The prognostic value of Skp2 expression in NSCLC has been controversial. Osoegawa et al (1) indicated that a high Skp2 protein expression was an independent poor prognostic marker in NSCLC; however, Zhu et al (30) reported that Skp2 overexpression was not prognostically significant alone, but along with a RAS mutation was a significant independent poor prognostic marker in NSCLC. In the present study, it was demonstrated that a high expression of Skp2 may indicate a poor prognosis in LUAD, but it was not observed in LUSC. Additionally, in KRAS-mutated LUAD, Skp2 had a lower expression level, compared with the unaltered group. This may indicate that Skp2 may have clinicopathological and prognostic implications when it is expressed at a relatively lower level.
Detection of Skp2 overexpression may be a beneficial marker for prognosis. Skp2 may provide sputum-based markers that have the potential to improve the early detection of LUSC (31). Skp2 can also be detected in the peripheral blood of patients with NSCLC, and has demonstrated high diagnostic value (32). These studies provide evidence that detection of Skp2 expression level should be conducted prior to surgery, assisting with the decision for surgery procedure; however, the molecular mechanism underlying regulation of Skp2 in lung cancer remains unclear and further in vitro and in vivo investigations are required.

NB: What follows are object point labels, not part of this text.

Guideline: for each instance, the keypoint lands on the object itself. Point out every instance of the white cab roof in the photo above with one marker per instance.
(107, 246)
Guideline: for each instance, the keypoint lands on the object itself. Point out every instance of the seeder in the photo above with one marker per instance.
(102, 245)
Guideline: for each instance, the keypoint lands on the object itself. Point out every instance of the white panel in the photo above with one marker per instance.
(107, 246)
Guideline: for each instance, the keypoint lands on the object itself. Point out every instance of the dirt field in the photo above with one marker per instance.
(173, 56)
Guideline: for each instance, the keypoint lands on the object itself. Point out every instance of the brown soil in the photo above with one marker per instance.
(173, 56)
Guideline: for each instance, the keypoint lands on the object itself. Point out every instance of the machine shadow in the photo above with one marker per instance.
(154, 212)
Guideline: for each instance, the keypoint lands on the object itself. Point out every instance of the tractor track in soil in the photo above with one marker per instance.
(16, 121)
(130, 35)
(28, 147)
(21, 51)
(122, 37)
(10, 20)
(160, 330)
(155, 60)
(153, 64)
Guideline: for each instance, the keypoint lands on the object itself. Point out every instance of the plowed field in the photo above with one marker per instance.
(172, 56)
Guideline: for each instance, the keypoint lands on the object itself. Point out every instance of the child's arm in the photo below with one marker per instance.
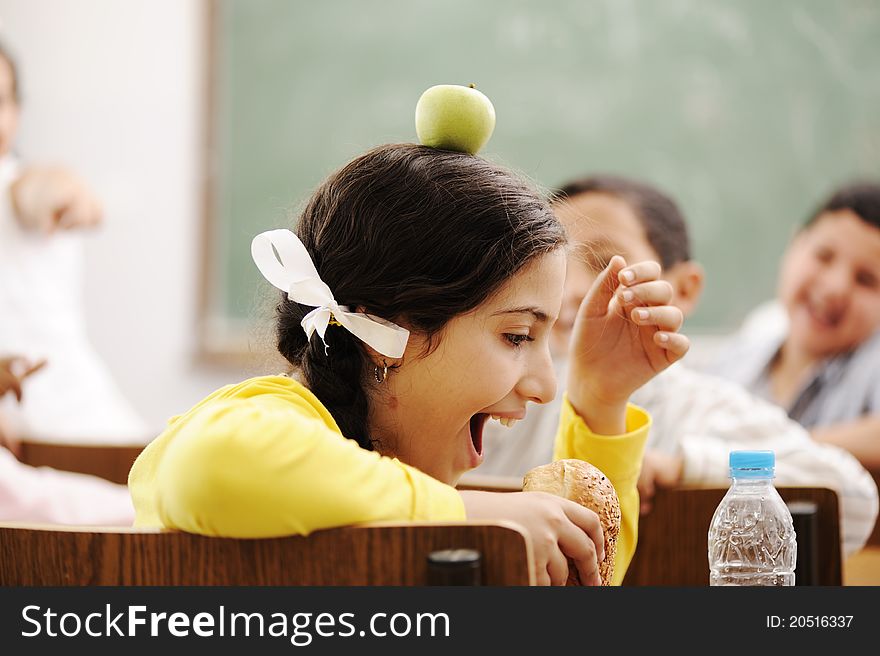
(859, 437)
(262, 468)
(625, 333)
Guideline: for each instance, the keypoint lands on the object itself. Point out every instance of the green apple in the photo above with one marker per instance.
(454, 117)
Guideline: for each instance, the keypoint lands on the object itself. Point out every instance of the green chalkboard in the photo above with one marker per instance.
(747, 112)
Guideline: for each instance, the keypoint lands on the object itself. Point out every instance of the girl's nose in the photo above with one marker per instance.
(538, 383)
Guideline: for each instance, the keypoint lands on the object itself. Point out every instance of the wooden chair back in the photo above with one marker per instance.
(107, 461)
(377, 554)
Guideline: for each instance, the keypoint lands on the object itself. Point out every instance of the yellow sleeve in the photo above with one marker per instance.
(620, 459)
(257, 468)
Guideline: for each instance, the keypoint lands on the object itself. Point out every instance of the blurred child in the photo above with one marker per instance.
(417, 299)
(697, 418)
(43, 495)
(816, 350)
(74, 399)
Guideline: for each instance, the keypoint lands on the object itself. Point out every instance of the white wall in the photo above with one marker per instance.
(114, 89)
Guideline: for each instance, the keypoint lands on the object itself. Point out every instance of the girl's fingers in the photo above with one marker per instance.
(675, 344)
(588, 522)
(656, 292)
(557, 568)
(665, 317)
(639, 272)
(595, 303)
(581, 549)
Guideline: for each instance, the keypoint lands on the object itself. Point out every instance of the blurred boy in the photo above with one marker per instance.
(697, 419)
(74, 399)
(816, 350)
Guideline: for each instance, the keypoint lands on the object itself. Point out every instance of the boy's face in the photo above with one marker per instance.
(599, 226)
(8, 108)
(830, 285)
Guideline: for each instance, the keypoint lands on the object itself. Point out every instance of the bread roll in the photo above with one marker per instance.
(582, 483)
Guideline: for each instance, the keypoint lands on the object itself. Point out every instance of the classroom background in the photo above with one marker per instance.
(200, 123)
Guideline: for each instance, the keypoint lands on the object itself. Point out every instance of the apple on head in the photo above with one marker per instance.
(454, 117)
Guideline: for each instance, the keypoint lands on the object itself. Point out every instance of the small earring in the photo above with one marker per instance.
(381, 373)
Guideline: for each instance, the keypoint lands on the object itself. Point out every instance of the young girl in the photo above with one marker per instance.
(418, 301)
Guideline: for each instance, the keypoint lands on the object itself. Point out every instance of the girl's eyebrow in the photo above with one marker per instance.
(539, 315)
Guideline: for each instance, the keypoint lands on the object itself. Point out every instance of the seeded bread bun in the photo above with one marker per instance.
(582, 483)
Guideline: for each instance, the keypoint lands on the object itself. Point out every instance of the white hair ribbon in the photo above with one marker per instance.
(293, 272)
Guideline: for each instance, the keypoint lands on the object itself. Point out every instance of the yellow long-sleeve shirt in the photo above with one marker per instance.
(264, 458)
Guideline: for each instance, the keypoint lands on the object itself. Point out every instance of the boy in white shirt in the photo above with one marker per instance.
(697, 418)
(74, 399)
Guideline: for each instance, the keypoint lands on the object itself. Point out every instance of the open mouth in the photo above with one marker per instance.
(825, 319)
(476, 425)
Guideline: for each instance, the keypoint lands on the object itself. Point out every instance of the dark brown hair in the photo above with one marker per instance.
(861, 198)
(659, 215)
(414, 235)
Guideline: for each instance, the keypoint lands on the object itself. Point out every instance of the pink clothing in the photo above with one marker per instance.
(47, 496)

To conclude, Skp2 protein expression has different patterns between LUAD and LUSC. The clinicopathological and prognostic implications based on Skp2 expression in LUAD and LUSC should be considered different. Differential expression of Skp2 protein expression was associated with an unfavorable outcome in patients with LUAD, but not in LUSC. Skp2-H LUSC may have robust proliferation ability.
Acknowledgements
Not applicable.
Funding
The present study was funded by the National High Technology Research and Development Program of China (863 Program) (grant nos. ss2014AA020602 and ss2014AA020604).
Availability of data and materials
The datasets used and/or analyzed during the current study are available from the corresponding author on reasonable request.
Authors' contributions
KZ analyzed and interpreted the data regarding the Skp2 expression and clinicopathological parameters, and also was a major contributor in writing the manuscript. QH and JC performed the tissue microarray and immunohistochemical analyze. FY and JW made substantial contributions to conception and design. All authors read and approved the final manuscript.
Ethics approval and consent to participate
All procedures performed in the current study involving human participants were in accordance with the ethical standards of the Ethics Committee of Peking University People's Hospital and with the 1964 Helsinki declaration and its later amendments or comparable ethical standards. Informed consent was obtained from all individual participants included in the study.
Consent for publication
Written informed consent for the publication of any associated data and accompanying images was obtained from all the patient, or parent, guardian or next of kin (in case of deceased patients).
Competing interests
The authors declare that they have no competing interests.